Streaming CDC Data to Apache Iceberg with RisingWave

To stream CDC data to Apache Iceberg with RisingWave: connect RisingWave's built-in Postgres CDC or MySQL CDC connector to your source database, create a materialized view to shape the data, and define an Iceberg sink with type = 'upsert'. RisingWave captures every INSERT, UPDATE, and DELETE and propagates them to Iceberg in real time — no Debezium, no Kafka, no custom code required.

What Is CDC and Why Sink It to Iceberg?

Change Data Capture (CDC) reads the database write-ahead log (WAL) to capture every row-level change — inserts, updates, and deletes — as they happen. This is the foundation for database replication, event-driven architectures, and keeping a data lake in sync with operational databases.

Traditionally, CDC data was landed in Kafka, then consumed by Flink or Spark to write into storage. This multi-hop approach adds latency and operational complexity.

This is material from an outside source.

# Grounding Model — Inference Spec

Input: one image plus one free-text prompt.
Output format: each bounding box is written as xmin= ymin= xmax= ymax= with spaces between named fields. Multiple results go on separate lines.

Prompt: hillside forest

RisingWave simplifies this by acting as both the CDC consumer and the stream processor. It connects directly to Postgres or MySQL replication slots, processes changes through SQL materialized views, and writes the results to Apache Iceberg — all in one system.

Why Iceberg for CDC Data?

Apache Iceberg is well-suited for CDC workloads for several reasons:

Upsert support — Iceberg handles row-level updates and deletes natively through its delete file mechanism
Schema evolution — When source database schemas change, Iceberg tables can evolve without full rewrites
Time travel — Query the state of your Iceberg table at any point in time, invaluable for auditing and debugging
Open access — Once in Iceberg, your CDC data is accessible to Athena, Trino, Spark, Snowflake, and more

Setting Up Postgres CDC to Iceberg

Step 1: Configure Postgres for Replication

Before connecting RisingWave, ensure your Postgres instance has logical replication enabled:

-- In postgresql.conf
-- wal_level = logical
-- max_replication_slots = 10
-- max_wal_senders = 10

-- Create a replication slot (optional; RisingWave can create it automatically)
SELECT pg_create_logical_replication_slot('risingwave_slot', 'pgoutput');

-- Grant replication privilege
CREATE USER risingwave_cdc WITH REPLICATION PASSWORD 'cdc_password';
GRANT SELECT ON ALL TABLES IN SCHEMA public TO risingwave_cdc;

Step 2: Create the CDC Source in RisingWave

CREATE SOURCE orders_cdc
WITH (
    connector = 'postgres-cdc',
    hostname = 'postgres-primary.internal',
    port = '5432',
    username = 'risingwave_cdc',
    password = 'cdc_password',
    database.name = 'ecommerce',
    schema.name = 'public',
    table.name = 'orders',
    slot.name = 'risingwave_orders_slot'
);

RisingWave automatically creates the replication slot if it doesn't exist and begins reading from the WAL. It first performs a consistent snapshot of the existing table data, then streams all subsequent changes.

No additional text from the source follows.